Àquela hora não havia muita gente no supermercado. Luísa percorria em passo acelerado os corredores onde sabia encontrar o que necessitava. A meio do percurso, alguém fê-la parar.
– Porquê tanta pressa, Luísa?
– António, há quanto tempo! Como vai tudo?
– Graças a Deus estou muito bem… reformado, com tempo para fazer o que é preciso.
A conversa continuou, num contraste de tempo entre os dois: Luísa a tentar acelerar o fim, e António, tranquilamente, a apreciar o momento.
– Bom, preciso de ir porque o tempo corre. Cumprimentos à sua esposa – conclui Luísa, em jeito de despedida.
– Ela vai ficar contente. Obrigada! Graças a Deus que a cabeça não foi afetada.
– Mas aconteceu-lhe alguma coisa?
– Sim, está acamada há quatro anos, depois de uma trombose. Não se consegue mover sozinha e não fala, mas continua a ser uma companhia extraordinária. Os olhos falam por ela.
– Então, quem cuida dela?
– Eu, claro! Sabe que eu servi na tropa, e havia uma máxima no meu batalhão: ninguém fica para trás! Se a
Ângela está agora a precisar de mim, o meu lugar é fazer o que precisa ser feito. E se este é o meu lugar, quero ocupá-lo tão bem quanto eu for capaz.
– E há quatro anos que vivem esta situação? Deve estar exausto!
– De modo nenhum. Nos bocadinhos em que a Ângela não precisa de mim, vou à horta, sinto a vida a crescer, descobri uma paz que nunca tinha vivido. E quando chego ao pé da Ângela com algum produto da horta, e ela me lança aquele sorriso de espanto, eu sinto-me como se tivesse feito uma obra de arte. Sou abençoado.
Luísa esqueceu a pressa. Estava perplexa com aquela visão da vida. António transmitia a paz de que falava e deixava escapar uma alegria instalada.
– António, e a Ângela, como vive ela esta situação de dependência?
– Sabe, Luísa, nós encontrámos um modo de felicidade que não tínhamos ainda descoberto. Aprendi a fazer tanta coisa nova, que antes era da responsabilidade da Ângela… e percebi quanto ela fez por mim, sem eu me dar conta.

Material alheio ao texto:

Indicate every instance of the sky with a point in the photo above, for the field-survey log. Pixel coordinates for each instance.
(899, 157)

Hoje, dou-lhe muito mais valor e estou-lhe profundamente agradecido. E ela faz o mesmo comigo. Nestes quatro anos, mais do que todo o tempo em que vivemos juntos, aprendemos a apreciar cada momento.
Passamos grande parte do tempo juntos a conversar e a rir.
– Conversar? Mas afinal a Ângela fala?
– Não com a boca, mas fala com os olhos. Já concluímos que por termos de usar os olhos para conversar, conhecemo-nos muito melhor, e sentimo-nos muito mais unidos. Hoje, amamo-nos de forma mais intensa.
Luísa e António chegaram à caixa. António deu a Luísa, porque ela tinha pressa, o lugar dianteiro na fila. Mas Luísa perdera a razão da pressa. A pressa estava a impedi-la de viver o momento, tal como António acabara de lhe ensinar.
No saco, Luísa levou os produtos que viera buscar. E, porque António se atravessou no seu caminho e não a deixou ficar para trás, Luísa levou também um jeito novo de olhar e de ouvir – com os olhos. Saiu dali decidida a apreciar o momento e perceber a paz e a bênção de aceitar o seu lugar, a fazer o que precisava ser feito, e adotando o lema de António: ninguém fica para trás.